Bagagem de mão

Avião de aspecto surrado, como uma mala gasta de tantas viagens. Cheiro de revestimentos antigos, couros vencidos, plásticos queimados, amarelados e pegajosos, como uma volta ao passado nos meus primeiros vôos.
- O avião tem menos de 30 anos. O senhor aí, está preparado para abrir a saída de emergência, se for preciso? A porta pesa dezessete quilos. Leia as instruções por favor. E o senhor, está preparado?
O pessoal de bordo é parte jovial e alegre, parte velhaco e surrado como a nave, uns em seu primeiro emprego, outros em final de carreira.
O espaço é razoável, cabem as pernas dobradas sem esbarrar os joelhos na poltrona da frente, mas estranhamente os lugares pulam do a-b-c para o j-k-l.
A limpeza é suspeita, tudo tem aspecto muito gasto, alguns pontos ao redor com vestígios de molho de tomate, que não é servido a bordo, partes com pinturas sobrepostas, partes desgastadas.
Os elementos comuns: as pessoas. Essas, ainda mais comuns, populares, praticamente rodoviárias.
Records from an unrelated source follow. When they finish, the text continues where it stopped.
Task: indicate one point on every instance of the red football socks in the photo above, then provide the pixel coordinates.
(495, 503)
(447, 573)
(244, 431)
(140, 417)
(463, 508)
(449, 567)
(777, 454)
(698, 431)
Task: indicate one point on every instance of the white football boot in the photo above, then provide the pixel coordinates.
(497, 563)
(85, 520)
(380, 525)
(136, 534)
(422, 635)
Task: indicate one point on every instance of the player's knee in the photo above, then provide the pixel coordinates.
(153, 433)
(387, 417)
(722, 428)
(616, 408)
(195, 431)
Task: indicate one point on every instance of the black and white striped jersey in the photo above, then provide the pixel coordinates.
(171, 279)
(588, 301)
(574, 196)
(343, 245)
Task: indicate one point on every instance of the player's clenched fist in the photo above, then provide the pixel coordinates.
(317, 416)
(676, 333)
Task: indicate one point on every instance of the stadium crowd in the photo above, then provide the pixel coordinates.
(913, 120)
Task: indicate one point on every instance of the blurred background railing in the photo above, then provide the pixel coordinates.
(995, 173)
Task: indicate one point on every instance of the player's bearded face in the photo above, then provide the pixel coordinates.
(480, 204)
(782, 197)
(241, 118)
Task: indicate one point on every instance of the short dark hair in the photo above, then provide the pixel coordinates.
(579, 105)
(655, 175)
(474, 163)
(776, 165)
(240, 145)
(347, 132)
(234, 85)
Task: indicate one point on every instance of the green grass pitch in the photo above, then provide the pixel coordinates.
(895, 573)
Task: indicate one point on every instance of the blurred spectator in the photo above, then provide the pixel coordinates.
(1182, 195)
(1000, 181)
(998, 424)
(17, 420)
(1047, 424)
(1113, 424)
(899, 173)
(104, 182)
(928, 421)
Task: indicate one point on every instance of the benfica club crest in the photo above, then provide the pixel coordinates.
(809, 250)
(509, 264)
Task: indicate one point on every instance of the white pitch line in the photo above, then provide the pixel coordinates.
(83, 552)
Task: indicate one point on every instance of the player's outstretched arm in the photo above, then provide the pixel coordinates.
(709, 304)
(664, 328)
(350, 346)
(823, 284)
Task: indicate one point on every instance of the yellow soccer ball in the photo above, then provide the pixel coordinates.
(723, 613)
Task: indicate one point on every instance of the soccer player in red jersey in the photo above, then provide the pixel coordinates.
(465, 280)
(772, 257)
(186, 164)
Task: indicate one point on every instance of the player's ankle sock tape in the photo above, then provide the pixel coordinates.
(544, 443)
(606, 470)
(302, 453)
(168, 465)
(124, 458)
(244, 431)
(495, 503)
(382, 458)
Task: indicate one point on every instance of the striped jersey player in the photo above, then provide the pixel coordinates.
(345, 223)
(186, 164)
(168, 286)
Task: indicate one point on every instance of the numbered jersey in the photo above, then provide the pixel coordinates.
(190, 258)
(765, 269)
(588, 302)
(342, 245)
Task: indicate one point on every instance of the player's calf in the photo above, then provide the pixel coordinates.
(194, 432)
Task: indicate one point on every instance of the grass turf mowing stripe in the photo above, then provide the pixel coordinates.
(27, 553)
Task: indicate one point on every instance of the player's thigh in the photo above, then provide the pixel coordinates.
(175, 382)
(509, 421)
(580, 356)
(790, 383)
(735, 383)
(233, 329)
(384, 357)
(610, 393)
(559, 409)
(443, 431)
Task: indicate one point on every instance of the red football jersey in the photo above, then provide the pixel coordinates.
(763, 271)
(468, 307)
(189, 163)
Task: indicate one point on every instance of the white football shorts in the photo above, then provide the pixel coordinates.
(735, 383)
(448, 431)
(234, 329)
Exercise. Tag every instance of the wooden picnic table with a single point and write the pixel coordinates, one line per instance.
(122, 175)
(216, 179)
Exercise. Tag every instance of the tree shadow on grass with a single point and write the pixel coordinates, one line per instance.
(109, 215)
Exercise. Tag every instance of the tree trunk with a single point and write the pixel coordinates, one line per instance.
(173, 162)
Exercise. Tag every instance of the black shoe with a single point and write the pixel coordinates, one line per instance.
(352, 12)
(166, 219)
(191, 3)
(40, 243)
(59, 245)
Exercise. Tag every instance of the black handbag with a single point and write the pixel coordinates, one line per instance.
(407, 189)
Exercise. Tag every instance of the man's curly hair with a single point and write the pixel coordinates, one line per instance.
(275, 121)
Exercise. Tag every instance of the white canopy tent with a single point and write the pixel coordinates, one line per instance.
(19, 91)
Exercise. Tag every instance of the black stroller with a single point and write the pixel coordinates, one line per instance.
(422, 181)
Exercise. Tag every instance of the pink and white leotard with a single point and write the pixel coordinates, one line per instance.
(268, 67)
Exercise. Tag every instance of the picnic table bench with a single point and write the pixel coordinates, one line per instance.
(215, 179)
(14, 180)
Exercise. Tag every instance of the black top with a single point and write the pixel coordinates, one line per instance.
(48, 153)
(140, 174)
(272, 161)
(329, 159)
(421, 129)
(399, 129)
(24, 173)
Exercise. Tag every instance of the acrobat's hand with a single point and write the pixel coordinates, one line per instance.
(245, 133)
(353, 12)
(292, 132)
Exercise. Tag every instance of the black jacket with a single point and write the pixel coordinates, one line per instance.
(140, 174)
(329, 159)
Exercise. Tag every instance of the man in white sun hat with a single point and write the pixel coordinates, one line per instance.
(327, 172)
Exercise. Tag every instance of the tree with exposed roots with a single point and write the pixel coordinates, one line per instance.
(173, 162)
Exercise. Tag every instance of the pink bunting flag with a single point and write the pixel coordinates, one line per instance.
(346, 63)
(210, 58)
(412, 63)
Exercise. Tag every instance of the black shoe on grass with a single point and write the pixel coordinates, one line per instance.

Exceto pela menina raquítica cheia de piercings no rosto, que é visualmente diferente.

A decolagem está atrasada, a todo instante chegam ônibus trazendo pequenos grupos de passageiros, recolhidos aqui e ali pelo aeroporto. Meus fones tocam “as we sleep” de Lou Reed e Laurie Anderson, música que combina com a cor local.
O último grupo chegou, há uma senhora em cadeira de rodas. Como o acesso é por escada, seis carregadores de malas e mecânicos tentaram juntos erguê-la, sem sucesso. Foi preciso utilizar uma empilhadeira, que deixou manchas de óleo e ferrugem na roupa clara da senhora. A cadeira foi amarrada junto à porta e a senhora à cadeira: vão viajar ali mesmo.
O sol vai subindo no céu, aumentando o calor alguns graus acima da capacidade de refrigeração, os passageiros suam, os cheiros pioram.

Cochilo. Acordo, motores. Enfim vamos decolar!

Gritos no banheiro, gritos femininos e pancadas na porta.
Aeromoça jovem: - Senhora, a porta está trancada, não consigo abrir por fora! Senhora, o que houve? Pode destravar, senhora?
Aeromoça velhaca chuta a parte de baixo da porta enquanto a jovem puxa onde pode. A porta destrava e se abre.
Senhora desdentada, histérica: - Deixei minha dentadura cair na privada, pisei naquela pedal e ela foi sugada, deve ter caído na cidade lá em baixo!

Lá em baixo já era Paraná. Chovendo dentaduras.
- Senhora, não se preocupe, ao dar descarga, o material não é lançado sobre as pessoas e sim recolhido ao esgoto químico.

Cheiro de óleo queimado, de táxi velho, de motor gasto. Microfonia no sistema de som, falhas de pressurização da cabine. Um avião feito de muitos aviões, cada pedaço com mil histórias.

Sobrevoamos Curitiba por quase uma hora, em círculos em meio a densas nuvens, vento e turbulência. Enquanto isso, escrevi o relato de uma viagem aérea de terror e colei na bandeja para o próximo passageiro ler.

Céu nublado, lá ia eu, ansiedades e cores na bagagem de mão.